Remember how Uber, in a Friday night post last week, admitted that the names and personal info of 50,000 drivers had been accessed by an unknown party? Well, Ars Technica has an update. A sad update.
According to Ars, Uber seems to have made the most rookie security mistake of them all, which Dan Goodin calls "the online equivalent of stashing a house key under a doormat." It looks like Uber accidentally stored a secure database key -- intended for use only by select employees -- on a publicly accessible GitHub page. The access key led to a database where drivers' names and licence numbers were stored, and was obviously never intended to be public. Once the company realised its database had been breached in May of last year, it changed the key and took the GitHub page offline.

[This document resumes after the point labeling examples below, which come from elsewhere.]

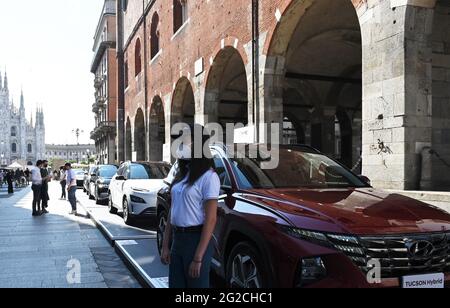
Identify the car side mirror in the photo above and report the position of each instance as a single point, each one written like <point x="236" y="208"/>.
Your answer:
<point x="226" y="190"/>
<point x="365" y="179"/>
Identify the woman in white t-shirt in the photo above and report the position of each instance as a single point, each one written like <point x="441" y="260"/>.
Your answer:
<point x="193" y="215"/>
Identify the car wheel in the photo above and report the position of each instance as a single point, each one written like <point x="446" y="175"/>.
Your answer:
<point x="245" y="269"/>
<point x="127" y="216"/>
<point x="111" y="207"/>
<point x="162" y="224"/>
<point x="96" y="197"/>
<point x="91" y="197"/>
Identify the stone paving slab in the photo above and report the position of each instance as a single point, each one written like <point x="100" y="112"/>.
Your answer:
<point x="113" y="226"/>
<point x="35" y="251"/>
<point x="143" y="255"/>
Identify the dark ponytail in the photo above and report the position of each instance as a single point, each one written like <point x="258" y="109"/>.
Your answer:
<point x="195" y="167"/>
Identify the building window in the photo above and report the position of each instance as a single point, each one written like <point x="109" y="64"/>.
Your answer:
<point x="137" y="58"/>
<point x="180" y="14"/>
<point x="154" y="36"/>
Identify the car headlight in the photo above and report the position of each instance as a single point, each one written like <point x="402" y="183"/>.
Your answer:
<point x="344" y="243"/>
<point x="137" y="199"/>
<point x="311" y="270"/>
<point x="310" y="236"/>
<point x="141" y="190"/>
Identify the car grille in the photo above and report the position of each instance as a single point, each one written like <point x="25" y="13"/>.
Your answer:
<point x="149" y="212"/>
<point x="400" y="255"/>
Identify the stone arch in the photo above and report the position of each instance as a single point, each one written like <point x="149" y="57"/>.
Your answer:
<point x="137" y="57"/>
<point x="183" y="103"/>
<point x="440" y="87"/>
<point x="128" y="140"/>
<point x="139" y="135"/>
<point x="157" y="125"/>
<point x="226" y="92"/>
<point x="314" y="48"/>
<point x="154" y="36"/>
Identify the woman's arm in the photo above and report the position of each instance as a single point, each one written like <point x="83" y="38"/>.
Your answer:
<point x="207" y="233"/>
<point x="165" y="253"/>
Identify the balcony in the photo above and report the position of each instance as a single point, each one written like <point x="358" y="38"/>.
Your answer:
<point x="102" y="129"/>
<point x="99" y="103"/>
<point x="98" y="81"/>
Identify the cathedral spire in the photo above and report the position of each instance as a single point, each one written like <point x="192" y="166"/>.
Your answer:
<point x="22" y="101"/>
<point x="5" y="85"/>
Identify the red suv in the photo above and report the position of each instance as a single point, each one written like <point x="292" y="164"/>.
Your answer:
<point x="311" y="222"/>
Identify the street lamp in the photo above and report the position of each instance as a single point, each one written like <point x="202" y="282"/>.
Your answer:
<point x="77" y="132"/>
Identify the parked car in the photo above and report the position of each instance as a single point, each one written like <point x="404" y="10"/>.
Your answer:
<point x="99" y="182"/>
<point x="134" y="188"/>
<point x="311" y="222"/>
<point x="87" y="179"/>
<point x="79" y="175"/>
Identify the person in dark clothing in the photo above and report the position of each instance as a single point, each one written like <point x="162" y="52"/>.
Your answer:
<point x="36" y="186"/>
<point x="44" y="193"/>
<point x="9" y="180"/>
<point x="27" y="174"/>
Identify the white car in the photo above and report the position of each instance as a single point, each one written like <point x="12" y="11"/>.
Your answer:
<point x="134" y="189"/>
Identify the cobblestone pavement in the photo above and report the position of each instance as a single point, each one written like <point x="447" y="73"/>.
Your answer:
<point x="44" y="251"/>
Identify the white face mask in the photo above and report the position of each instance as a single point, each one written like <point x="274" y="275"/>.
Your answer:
<point x="184" y="152"/>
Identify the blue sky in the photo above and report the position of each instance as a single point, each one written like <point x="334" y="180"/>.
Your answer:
<point x="46" y="46"/>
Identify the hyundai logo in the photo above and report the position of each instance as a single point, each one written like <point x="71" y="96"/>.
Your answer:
<point x="420" y="249"/>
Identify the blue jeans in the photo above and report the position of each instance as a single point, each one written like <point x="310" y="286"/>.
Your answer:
<point x="183" y="252"/>
<point x="73" y="198"/>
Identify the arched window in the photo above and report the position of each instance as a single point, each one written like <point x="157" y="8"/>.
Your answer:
<point x="180" y="14"/>
<point x="154" y="36"/>
<point x="137" y="58"/>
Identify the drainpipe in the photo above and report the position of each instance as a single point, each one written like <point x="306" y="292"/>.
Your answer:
<point x="120" y="84"/>
<point x="147" y="149"/>
<point x="255" y="66"/>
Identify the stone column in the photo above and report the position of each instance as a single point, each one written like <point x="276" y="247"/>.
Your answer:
<point x="396" y="90"/>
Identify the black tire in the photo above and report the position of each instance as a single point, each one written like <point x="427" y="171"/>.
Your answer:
<point x="111" y="208"/>
<point x="246" y="268"/>
<point x="162" y="224"/>
<point x="127" y="217"/>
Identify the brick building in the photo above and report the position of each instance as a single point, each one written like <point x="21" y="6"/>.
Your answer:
<point x="104" y="67"/>
<point x="354" y="78"/>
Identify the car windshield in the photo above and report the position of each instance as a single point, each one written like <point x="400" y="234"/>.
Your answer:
<point x="107" y="171"/>
<point x="296" y="169"/>
<point x="148" y="171"/>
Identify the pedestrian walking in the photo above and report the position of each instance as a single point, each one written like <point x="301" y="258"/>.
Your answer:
<point x="36" y="186"/>
<point x="192" y="219"/>
<point x="9" y="180"/>
<point x="45" y="179"/>
<point x="63" y="182"/>
<point x="27" y="175"/>
<point x="71" y="187"/>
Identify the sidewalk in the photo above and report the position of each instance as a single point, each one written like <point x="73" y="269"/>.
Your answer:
<point x="41" y="251"/>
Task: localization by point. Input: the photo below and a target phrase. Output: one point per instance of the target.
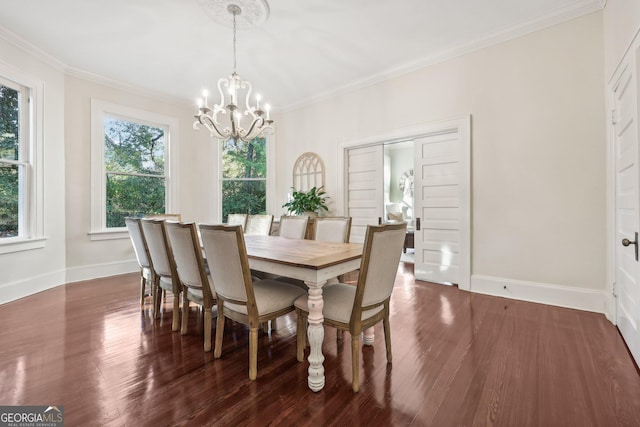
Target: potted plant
(308, 203)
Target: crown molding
(576, 10)
(33, 50)
(45, 57)
(119, 85)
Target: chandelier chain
(228, 119)
(234, 41)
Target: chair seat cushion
(338, 303)
(271, 296)
(166, 283)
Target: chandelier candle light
(258, 121)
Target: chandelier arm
(253, 125)
(233, 85)
(210, 124)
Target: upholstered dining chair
(192, 273)
(332, 229)
(356, 308)
(142, 256)
(237, 219)
(170, 217)
(165, 275)
(293, 226)
(259, 224)
(239, 297)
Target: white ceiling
(305, 50)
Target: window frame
(99, 110)
(270, 178)
(31, 211)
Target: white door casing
(365, 174)
(442, 183)
(627, 208)
(444, 143)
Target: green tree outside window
(244, 177)
(134, 156)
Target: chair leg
(156, 299)
(301, 331)
(143, 286)
(207, 328)
(175, 323)
(185, 312)
(355, 361)
(387, 337)
(219, 331)
(253, 353)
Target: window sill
(17, 244)
(118, 233)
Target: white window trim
(33, 218)
(100, 109)
(271, 175)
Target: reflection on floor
(408, 256)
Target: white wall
(26, 272)
(621, 24)
(538, 150)
(197, 171)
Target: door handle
(627, 242)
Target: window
(244, 177)
(20, 209)
(131, 161)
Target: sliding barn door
(627, 201)
(365, 175)
(442, 197)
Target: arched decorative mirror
(308, 172)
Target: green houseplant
(302, 202)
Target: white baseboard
(96, 271)
(32, 285)
(544, 293)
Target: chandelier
(227, 119)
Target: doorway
(440, 209)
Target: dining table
(313, 262)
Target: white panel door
(627, 267)
(365, 176)
(441, 185)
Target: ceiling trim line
(577, 10)
(20, 43)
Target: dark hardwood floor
(459, 359)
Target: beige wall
(26, 272)
(538, 146)
(196, 171)
(621, 24)
(538, 150)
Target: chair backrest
(379, 266)
(228, 263)
(259, 224)
(138, 241)
(155, 233)
(330, 229)
(187, 255)
(170, 217)
(293, 226)
(237, 219)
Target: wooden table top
(305, 253)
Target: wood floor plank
(458, 359)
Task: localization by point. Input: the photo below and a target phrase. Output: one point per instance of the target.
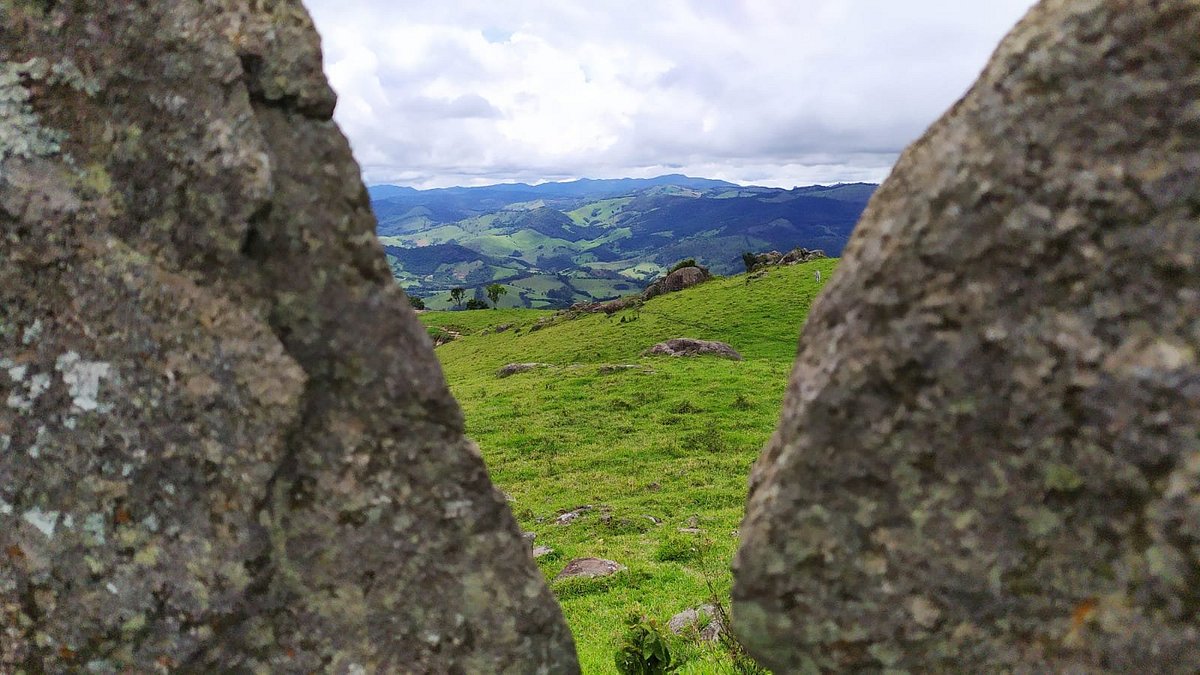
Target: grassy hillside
(607, 232)
(652, 449)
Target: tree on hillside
(749, 260)
(493, 293)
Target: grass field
(663, 447)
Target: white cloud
(768, 91)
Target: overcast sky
(437, 93)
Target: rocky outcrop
(705, 622)
(796, 256)
(691, 347)
(589, 568)
(225, 441)
(676, 281)
(989, 458)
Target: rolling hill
(659, 448)
(555, 244)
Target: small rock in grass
(515, 368)
(589, 568)
(690, 619)
(691, 347)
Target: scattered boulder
(607, 308)
(571, 515)
(589, 568)
(443, 336)
(690, 347)
(226, 443)
(676, 281)
(989, 454)
(690, 620)
(796, 256)
(516, 368)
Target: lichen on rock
(987, 459)
(225, 443)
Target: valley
(556, 244)
(651, 453)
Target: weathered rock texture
(225, 441)
(989, 457)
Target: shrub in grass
(643, 647)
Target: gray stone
(676, 281)
(517, 368)
(689, 621)
(989, 457)
(589, 568)
(691, 347)
(226, 444)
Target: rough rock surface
(691, 347)
(226, 444)
(589, 567)
(689, 620)
(989, 457)
(676, 281)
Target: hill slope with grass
(556, 244)
(653, 458)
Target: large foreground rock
(226, 444)
(989, 457)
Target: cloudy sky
(437, 93)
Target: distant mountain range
(559, 243)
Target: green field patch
(660, 453)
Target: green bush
(643, 647)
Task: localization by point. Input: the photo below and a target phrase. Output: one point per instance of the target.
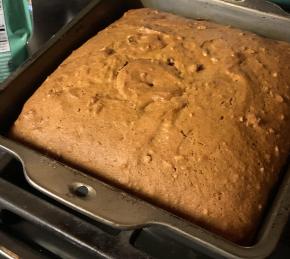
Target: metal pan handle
(80, 191)
(98, 200)
(263, 6)
(111, 206)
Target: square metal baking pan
(108, 204)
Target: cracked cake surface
(191, 115)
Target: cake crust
(189, 114)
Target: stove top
(33, 225)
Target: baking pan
(101, 201)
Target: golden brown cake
(191, 115)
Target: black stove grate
(33, 225)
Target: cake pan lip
(152, 214)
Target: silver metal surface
(261, 17)
(119, 209)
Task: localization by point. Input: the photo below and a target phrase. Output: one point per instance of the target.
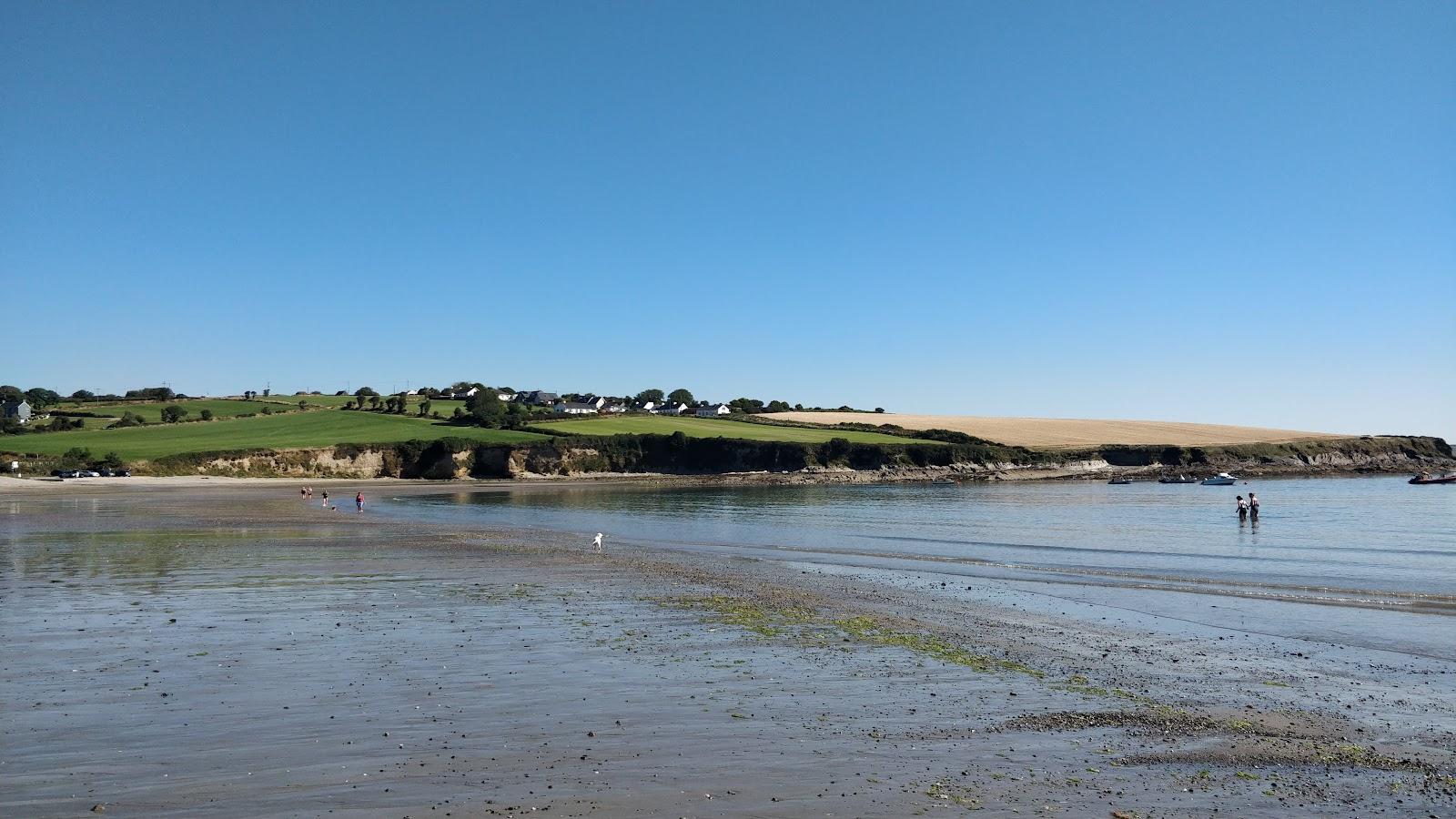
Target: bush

Though Uber hasn't publicly confirmed what was on GitHub or who was responsible, it's implying it by subpoenaing GitHub in an effort to get ahold of the IP address of anyone who might have accessed the GitHub page over seven months in 2014 (which GitHub has already refused to do). The Register has the subpoena and the details, and points out that even if GitHub hands over that info, it will be extremely lucky if it leads to anything:
In other words, Uber hopes it will find an online breadcrumb trail from the gist to whoever hacked its systems. Quite why Uber has waited more than five months to subpoena GitHub is unclear, and the taxi-booking biz has refused to explain the delay.
If Uber really did put its security key on a public site that's an extraordinarily presumptuous move, though it's really all that Uber can do at this point. I've reached out to Uber and will update when I hear back, and we'll find out soon enough whether GitHub will stick to its guns. Either way, come on, guys.